The Infertility Shift | Bill of Health
By Valarie K. Blake and Elizabeth Y. McCuskey
In vitro fertilization (IVF), like most medical care in the U.S., costs far more than most people can afford out-of-pocket: over $12,500 per cycle, with multiple cycles typically required. But, unlike most other expensive medical care, IVF rarely has insurance coverage to defray the cost.
In 2020, only 27% of employers with 500+ employees and 42% of employers with 20,000+ employees covered IVF in their employer plans. Companies like Starbucks and Amazon know this and use it to draw in employees at low (or essentially neutral) wages.
Recent reports reveal women working second shifts for these corporations solely to qualify for employer health benefits that cover infertility treatments. Starbucks, for example, covers IVF for employees who work 240 hours over three months, or roughly 20 hours per week. Frequently, in these low-wage positions, workers earn just enough to pay for their health insurance premiums and sometimes the associated cost-sharing requirements.
How did we get to a place where women must work an “infertility shift” beyond their full-time jobs to access medical care?

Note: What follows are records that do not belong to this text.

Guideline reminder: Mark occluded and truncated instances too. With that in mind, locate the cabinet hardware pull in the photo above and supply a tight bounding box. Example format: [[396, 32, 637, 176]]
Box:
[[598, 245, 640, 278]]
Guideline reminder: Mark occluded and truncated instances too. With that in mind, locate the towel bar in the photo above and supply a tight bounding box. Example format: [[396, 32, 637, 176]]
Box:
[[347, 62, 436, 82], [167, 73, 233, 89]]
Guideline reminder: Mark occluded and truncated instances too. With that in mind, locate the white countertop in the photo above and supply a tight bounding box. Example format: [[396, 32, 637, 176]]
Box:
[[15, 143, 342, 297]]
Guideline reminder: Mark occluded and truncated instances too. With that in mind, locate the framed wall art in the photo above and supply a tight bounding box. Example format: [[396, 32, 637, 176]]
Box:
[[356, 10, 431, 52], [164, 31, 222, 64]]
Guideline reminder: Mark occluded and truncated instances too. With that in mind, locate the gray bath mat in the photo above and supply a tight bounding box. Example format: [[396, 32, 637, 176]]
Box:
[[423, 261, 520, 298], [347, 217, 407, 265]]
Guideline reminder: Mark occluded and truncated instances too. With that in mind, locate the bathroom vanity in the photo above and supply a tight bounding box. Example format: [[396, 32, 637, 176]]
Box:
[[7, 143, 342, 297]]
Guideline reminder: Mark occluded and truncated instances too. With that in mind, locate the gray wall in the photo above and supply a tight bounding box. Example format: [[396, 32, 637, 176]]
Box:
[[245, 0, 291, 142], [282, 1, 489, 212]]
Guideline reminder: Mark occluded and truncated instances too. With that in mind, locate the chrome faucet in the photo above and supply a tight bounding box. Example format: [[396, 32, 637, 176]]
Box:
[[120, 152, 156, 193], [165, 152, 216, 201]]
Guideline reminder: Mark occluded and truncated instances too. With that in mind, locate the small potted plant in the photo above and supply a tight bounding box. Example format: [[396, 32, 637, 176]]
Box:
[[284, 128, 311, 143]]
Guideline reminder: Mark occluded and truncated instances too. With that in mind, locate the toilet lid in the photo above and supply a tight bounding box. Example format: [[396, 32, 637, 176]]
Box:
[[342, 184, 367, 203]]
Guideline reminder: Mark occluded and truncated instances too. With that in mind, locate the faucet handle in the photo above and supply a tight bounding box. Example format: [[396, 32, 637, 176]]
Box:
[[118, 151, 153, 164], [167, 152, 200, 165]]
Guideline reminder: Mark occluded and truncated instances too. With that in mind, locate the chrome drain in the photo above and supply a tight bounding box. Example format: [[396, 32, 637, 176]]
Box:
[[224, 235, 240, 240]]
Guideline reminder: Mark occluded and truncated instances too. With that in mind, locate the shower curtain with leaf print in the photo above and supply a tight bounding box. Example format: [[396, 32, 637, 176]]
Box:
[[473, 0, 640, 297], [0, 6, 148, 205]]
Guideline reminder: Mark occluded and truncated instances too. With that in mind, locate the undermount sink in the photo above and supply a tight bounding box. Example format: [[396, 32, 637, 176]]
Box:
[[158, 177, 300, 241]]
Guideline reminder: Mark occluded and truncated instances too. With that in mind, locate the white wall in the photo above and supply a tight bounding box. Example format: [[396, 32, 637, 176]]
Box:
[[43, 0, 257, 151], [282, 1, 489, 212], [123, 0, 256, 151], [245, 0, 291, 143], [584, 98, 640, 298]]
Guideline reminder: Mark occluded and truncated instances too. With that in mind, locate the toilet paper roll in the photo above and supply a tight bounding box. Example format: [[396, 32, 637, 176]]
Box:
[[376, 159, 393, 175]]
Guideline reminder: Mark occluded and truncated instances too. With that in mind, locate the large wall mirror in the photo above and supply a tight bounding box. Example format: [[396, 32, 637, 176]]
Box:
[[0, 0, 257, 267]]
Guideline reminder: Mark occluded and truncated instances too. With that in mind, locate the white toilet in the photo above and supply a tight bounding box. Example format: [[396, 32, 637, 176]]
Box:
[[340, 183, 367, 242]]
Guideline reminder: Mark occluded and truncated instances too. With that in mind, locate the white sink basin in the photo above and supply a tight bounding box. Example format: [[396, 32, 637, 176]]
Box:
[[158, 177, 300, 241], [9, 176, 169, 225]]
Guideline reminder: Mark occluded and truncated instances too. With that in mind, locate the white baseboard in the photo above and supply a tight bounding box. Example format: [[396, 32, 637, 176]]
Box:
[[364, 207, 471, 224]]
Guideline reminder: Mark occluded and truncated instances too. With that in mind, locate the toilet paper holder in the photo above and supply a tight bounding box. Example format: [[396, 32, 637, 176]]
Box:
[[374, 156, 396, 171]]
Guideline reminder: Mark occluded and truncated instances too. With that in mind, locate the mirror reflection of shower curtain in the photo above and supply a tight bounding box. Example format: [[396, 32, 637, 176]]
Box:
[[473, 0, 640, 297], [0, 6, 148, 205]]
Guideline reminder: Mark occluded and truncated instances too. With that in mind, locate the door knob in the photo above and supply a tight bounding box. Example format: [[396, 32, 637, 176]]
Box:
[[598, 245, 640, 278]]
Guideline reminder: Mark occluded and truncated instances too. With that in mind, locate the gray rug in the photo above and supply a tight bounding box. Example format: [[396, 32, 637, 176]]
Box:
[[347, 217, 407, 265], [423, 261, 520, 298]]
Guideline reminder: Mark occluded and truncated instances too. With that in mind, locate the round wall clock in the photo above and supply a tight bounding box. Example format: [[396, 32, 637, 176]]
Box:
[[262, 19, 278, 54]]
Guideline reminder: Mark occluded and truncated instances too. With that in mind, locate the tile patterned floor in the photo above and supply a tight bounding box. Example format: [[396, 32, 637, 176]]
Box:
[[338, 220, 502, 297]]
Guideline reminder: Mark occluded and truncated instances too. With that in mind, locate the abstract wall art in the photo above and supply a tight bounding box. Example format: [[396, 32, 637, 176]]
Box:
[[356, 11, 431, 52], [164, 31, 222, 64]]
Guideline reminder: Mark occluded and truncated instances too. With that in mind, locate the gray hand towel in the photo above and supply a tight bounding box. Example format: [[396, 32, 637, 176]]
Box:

No federal law requires employer plans to cover infertility care, despite the Affordable Care Act’s mandates that insurers cover many other services. Fifteen states require insurers to cover some infertility care, though these mandates are riddled with holes: caps on total benefits, lack of express inclusion of IVF, marriage requirements, definitions of infertility that exclude same-sex couples, and other lurking exceptions. Public school teachers in Denver learned this the hard way when they were excluded from Colorado’s 2022 infertility coverage mandate because Denver Public Schools were subject to an opt-out mechanism. ERISA preemption also exempts private self-funded employer plans (which account for 61% of employer-sponsored coverage) from even these porous state benefits mandates.
Non-employer sources of insurance offer little or no alternative. Individual-market plans sold on the exchanges in those 15 states that have infertility benefit mandates will have some coverage; the rest may not. And if a person’s employer offers insurance benefits which exclude IVF, she does not qualify for premium subsidies on the exchanges. No state Medicaid program covers IVF.
While IVF financing exists for some who qualify, it comes with interest rates as high as 35.99% on loans of tens of thousands of dollars.
Working the infertility shift may reduce IVF’s financial risk but increases health risks. Women on the infertility shift may face 60-hour work weeks at a time when most clinicians recommend they rest and de-stress. Retail work scheduling is notoriously unpredictable, and linked to poor worker wellness. Women must navigate this challenge during an intense period of medical appointments and procedures. The average worker with multiple jobs faces heightened risk of work-related injuries, increased rates of depression and other mental health issues, and greater financial instability and family strife. Fertility treatment and the infertility shift only add to this stress.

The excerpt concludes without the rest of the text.